Microsoft can use such an end-to-end platform to simplify and refine the process of creating multichannel digital marketing campaigns, a process that has been clunky and required an armada of incompatible tools. Once the industry has standardized on this toolset, all Microsoft has to do is connect the pipes to the emerging platforms it’s really interested in dominating, such as in-game advertising and IPTV. This is where the real money is to be made in the next five years, as dollars from traditional media finally begin to flow into the digital domain. Just as the folks who make computers have to fork over $35 or $40 to Microsoft to equip their boxes with XP or Vista, the folks who make ads will fork out small fees to Redmond whenever someone makes an ad, or perhaps when people interact with such an ad. Like a bank, Microsoft will make pennies on every such transaction: billions of them.

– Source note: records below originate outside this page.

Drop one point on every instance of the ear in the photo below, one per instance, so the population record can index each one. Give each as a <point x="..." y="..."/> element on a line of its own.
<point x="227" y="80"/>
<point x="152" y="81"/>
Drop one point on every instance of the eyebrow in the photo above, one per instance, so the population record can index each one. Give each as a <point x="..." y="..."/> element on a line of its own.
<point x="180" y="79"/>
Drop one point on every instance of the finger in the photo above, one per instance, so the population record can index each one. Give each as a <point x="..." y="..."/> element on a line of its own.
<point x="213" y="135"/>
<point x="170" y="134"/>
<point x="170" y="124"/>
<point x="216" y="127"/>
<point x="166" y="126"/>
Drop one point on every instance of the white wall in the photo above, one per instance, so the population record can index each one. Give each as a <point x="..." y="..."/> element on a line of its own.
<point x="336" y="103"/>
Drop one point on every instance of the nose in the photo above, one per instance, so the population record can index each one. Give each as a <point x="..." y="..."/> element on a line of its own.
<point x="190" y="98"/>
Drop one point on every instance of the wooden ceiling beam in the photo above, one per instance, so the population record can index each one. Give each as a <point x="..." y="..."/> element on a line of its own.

Whither Avenue A/Razorfish?
I am highly doubtful that Microsoft will hang onto Avenue A/Razorfish, because of the conflict of interest that is inherent in such a merger. As I’ve indicated, Microsoft’s interest is in controlling access to the tools required to execute next-generation digital advertising, not in the agency business. But it is also possible that Microsoft will take advantage of the fact that it now owns a stable of very talented people to expose them to its new tool set and effectively turn them into Silverlight evangelists. Being able to mobilize such a group to create cutting-edge, cross-platform commercials would create a critical mass for Microsoft’s tools, a requisite for market success. Whether Avenue A/Razorfish’s staff can be convinced to lay aside their Macs, Photoshop, and Flash and become adept at creating digital masterpieces in Silverlight is a cultural, not an operational issue, but creating this kind of creative vanguard would be very helpful to Microsoft as it attempts to sell the IPTV solution to brand advertisers in the next few years.
Mergers, especially of this magnitude, always represent a big roll of the dice. According to financial consultant KPMG, 83 percent of mergers fail to enhance shareholder value. While such combinations might make sense from a strategic corporate perspective, the real acid test is whether the new entity can pass value back to its customer base. Microsoft and aQuantive may be able to deliver such value, but there are many hurdles to realizing synergies, and this goes also for Google, WPP, Yahoo and other cash-rich companies seeking to broaden their offerings.
What will not change, however, are the fundamental requirements of a healthy relationship between an advertiser and an agency, which ultimately comes down to a trustful relationship wherein the advertiser can always be confident that the agency acts with the client’s best interest at heart. Such relationships depend on the independence of agencies from media owners and will fail should it become apparent that the agency has anything but the client’s interest in mind when it makes its decisions. This basic fact – call it the Iron Law of Advertising – dictates that Microsoft, Google and others must never allow competitive industry factors to endanger this essential relationship, which predates them and will succeed them.